Por Luciano Costa
SÃO PAULO (Reuters) - Após o rompimento de uma barragem da mineradora Samarco em Mariana (MG), as hidrelétricas do Rio Doce podem ficar paralisadas por "meses", segundo especialistas ouvidos pela Reuters, que não souberam precisar quanto tempo seria necessário para que a água fique limpa o suficiente para gerar energia.
Quatro hidrelétricas suspenderam operações após o desastre em 5 de novembro, em um total de cerca de 790 megawatts em potência. Duas das usinas pertencem à Aliança, uma parceria entre Cemig (SA:CMIG4) e Vale, enquanto uma é da EDP (SA:ENBR3) Energias do Brasil e outra tem como sócios Neoenergia, Cemig e Furnas, da Eletrobras (SA:ELET3).
Segundo o professor da Universidade Federal de Itajubá (Unifei) Geraldo Lúcio Tiago Filho, é preciso esperar que a lama e os sedimentos passem pelo rio ou assentem no fundo do reservatório para então analisar se a qualidade da água permite a retomada da operação nas usinas.

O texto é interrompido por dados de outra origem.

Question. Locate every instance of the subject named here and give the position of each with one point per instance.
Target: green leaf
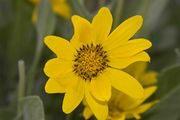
(32, 108)
(46, 19)
(7, 114)
(169, 79)
(168, 108)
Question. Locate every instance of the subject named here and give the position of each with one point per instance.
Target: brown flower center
(90, 61)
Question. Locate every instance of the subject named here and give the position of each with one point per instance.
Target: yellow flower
(123, 107)
(139, 71)
(90, 63)
(59, 7)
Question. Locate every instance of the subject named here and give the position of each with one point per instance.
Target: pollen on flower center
(90, 61)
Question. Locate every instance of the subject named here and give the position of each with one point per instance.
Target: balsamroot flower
(121, 106)
(59, 7)
(92, 61)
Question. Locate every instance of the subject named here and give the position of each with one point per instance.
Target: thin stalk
(32, 72)
(21, 86)
(144, 6)
(118, 12)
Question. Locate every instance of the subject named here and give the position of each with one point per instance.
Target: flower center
(90, 61)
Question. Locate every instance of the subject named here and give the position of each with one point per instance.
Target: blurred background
(24, 23)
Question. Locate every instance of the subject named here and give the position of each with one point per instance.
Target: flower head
(59, 7)
(92, 61)
(122, 106)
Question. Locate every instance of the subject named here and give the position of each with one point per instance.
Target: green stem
(21, 86)
(118, 12)
(32, 72)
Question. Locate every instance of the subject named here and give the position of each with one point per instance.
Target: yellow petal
(61, 8)
(100, 110)
(101, 88)
(125, 83)
(149, 78)
(102, 23)
(83, 32)
(56, 67)
(137, 69)
(131, 48)
(61, 47)
(35, 2)
(52, 86)
(87, 113)
(123, 32)
(73, 96)
(124, 62)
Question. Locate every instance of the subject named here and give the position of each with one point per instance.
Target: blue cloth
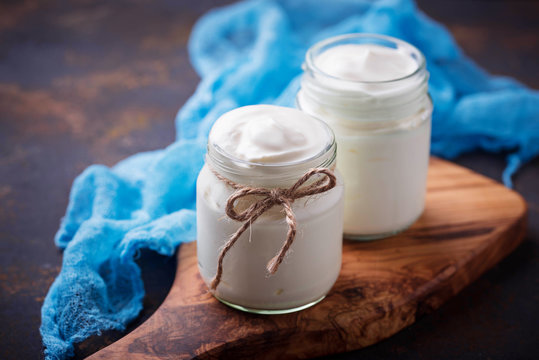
(251, 53)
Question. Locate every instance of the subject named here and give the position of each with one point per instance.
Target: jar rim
(314, 50)
(225, 162)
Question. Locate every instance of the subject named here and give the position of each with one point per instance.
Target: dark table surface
(85, 82)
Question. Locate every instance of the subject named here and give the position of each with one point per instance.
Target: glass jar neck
(364, 101)
(271, 175)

"Se essa água passar assim pelas turbinas, vai trazer prejuízo às máquinas... é preciso esperar o nível de sedimentos na água chegar a condições aceitáveis. Pelo menos alguns meses vai demorar", disse Tiago Filho.

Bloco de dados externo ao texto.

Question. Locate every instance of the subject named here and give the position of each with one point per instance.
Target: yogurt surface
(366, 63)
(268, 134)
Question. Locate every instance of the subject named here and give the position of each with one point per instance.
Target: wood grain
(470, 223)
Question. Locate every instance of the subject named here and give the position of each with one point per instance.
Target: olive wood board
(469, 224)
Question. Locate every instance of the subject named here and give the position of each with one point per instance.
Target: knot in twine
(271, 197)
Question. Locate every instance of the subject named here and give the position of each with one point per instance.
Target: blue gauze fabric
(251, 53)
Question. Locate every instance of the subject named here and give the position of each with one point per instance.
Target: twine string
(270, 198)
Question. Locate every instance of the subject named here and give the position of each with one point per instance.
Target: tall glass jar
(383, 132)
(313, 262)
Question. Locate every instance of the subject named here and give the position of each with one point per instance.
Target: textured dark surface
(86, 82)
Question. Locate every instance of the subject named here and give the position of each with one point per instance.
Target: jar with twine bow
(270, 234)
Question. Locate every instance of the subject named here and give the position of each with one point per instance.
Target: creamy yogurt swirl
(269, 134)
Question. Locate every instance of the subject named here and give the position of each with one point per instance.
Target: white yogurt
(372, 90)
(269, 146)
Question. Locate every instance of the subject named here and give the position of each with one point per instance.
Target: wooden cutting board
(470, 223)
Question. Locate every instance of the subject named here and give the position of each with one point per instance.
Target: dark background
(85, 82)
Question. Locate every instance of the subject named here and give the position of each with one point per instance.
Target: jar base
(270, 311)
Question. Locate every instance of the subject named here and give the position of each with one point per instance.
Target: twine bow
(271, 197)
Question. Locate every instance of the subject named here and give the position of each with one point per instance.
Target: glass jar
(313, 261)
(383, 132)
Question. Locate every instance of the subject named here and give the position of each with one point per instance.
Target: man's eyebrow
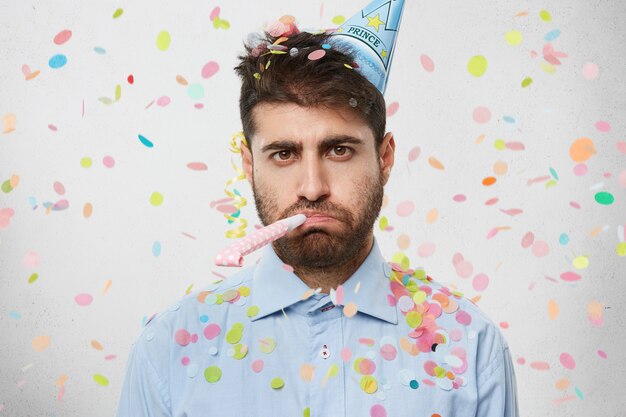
(329, 142)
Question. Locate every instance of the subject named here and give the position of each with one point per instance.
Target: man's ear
(246, 161)
(387, 155)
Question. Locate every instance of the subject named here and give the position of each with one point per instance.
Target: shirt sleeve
(144, 393)
(497, 388)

A diretora da Engenho Consultoria, Leontina Pinto, também mostrou preocupação com eventuais danos que a condição das águas no Rio Doce poderia causar nas usinas.
"Vai demorar muito tempo para que as turbinas (dessas hidrelétricas) possam rodar em condições mínimas de segurança, sem comprometer a vida útil dos equipamentos", apontou.
Além das usinas que estão paradas, uma pequena hidrelétrica do Grupo AVG, com 1,8 megawatt, foi totalmente destruída pela lama que tomou o Rio Doce logo no mesmo dia do estouro da barragem.
ACIDENTE IMPREVISÍVEL
Uma paralisação por um longo período nas hidrelétricas do Rio Doce poderia gerar prejuízos comerciais para as concessionárias, com penalidades devido à indisponibilidade da energia, mas técnicos ouvidos pela Reuters acreditam que a imprevisibilidade do acidente facilitará a obtenção de tratamento diferenciado para as usinas.
"Do ponto de vista comercial, não vejo grandes impactos... não só pelo tamanho, mas pela origem do problema, deve haver uma análise, e existem critérios para expurgar eventos como esses. O problema é mais a despesa para regularizar a situação das usinas", afirmou à Reuters o diretor de uma instituição do setor, sob condição de anonimato.
O diretor da consultoria PSR, Rafael Kelman, também vê poucas chances de penalização às donas das usinas.
"Provavelmente, por ser um caso de força maior, elas conseguirão um excludente de responsabilidade... conseguiriam anular todas penalidades", afirmou.
Ele lembrou, no entanto, que a Vale é uma das acionistas da Samarco, junto com a anglo-australiana BHP Billiton, e teve usinas afetadas. "É um caso curioso em que 'força maior' talvez não se aplique, pelo menos para um dos sócios".
DANOS DE LONGO PRAZO
Mesmo quando a água ficar mais limpa e permitir a retomada da operação, no entanto, as hidrelétricas podem ter perdas na capacidade devido à acumulação de sedimentos e resíduos no fundo dos reservatórios, alertam os especialistas.
"Diminui a capacidade de geração... as hidrelétricas terão um menor volume útil, menos água para garantir a operação em épocas de estiagem", alertou Tiago Filho, da Unifei.
O professor afirmou que será necessário "dragar" os reservatórios, com o uso de máquinas feitas especialmente para limpar os lagos --um processo que deve ser longo e demorado devido à complexidade do acidente em questão.
"Não são sedimentos comuns no rio, são resíduos de mineração, metais pesados... é diferente do procedimento normal em uma hidrelétrica. Vai ter que adaptar os equipamentos a essa nova situação", explicou.
Procuradas, Vale e Cemig direcionaram os questionamentos à Aliança, que não retornou o contato imediatamente.
A EDP Energias do Brasil disse que não iria comentar a situação de sua usina, enquanto a Samarco não se manifestou.
SUPRIMENTO SEM AMEAÇA
Do ponto de vista de oferta de energia, mesmo uma pausa longa na operação das hidrelétricas do Rio Doce não chega a preocupar.
"A perda de produção de energia não é suficiente para abalar a operação do Sistema Interligado Nacional", afirmou Rafal Kelman, da PSR.
As usinas paradas devido ao rompimento da barragem representam apenas 0,5 por cento da capacidade do sistema brasileiro, segundo dados da Aneel.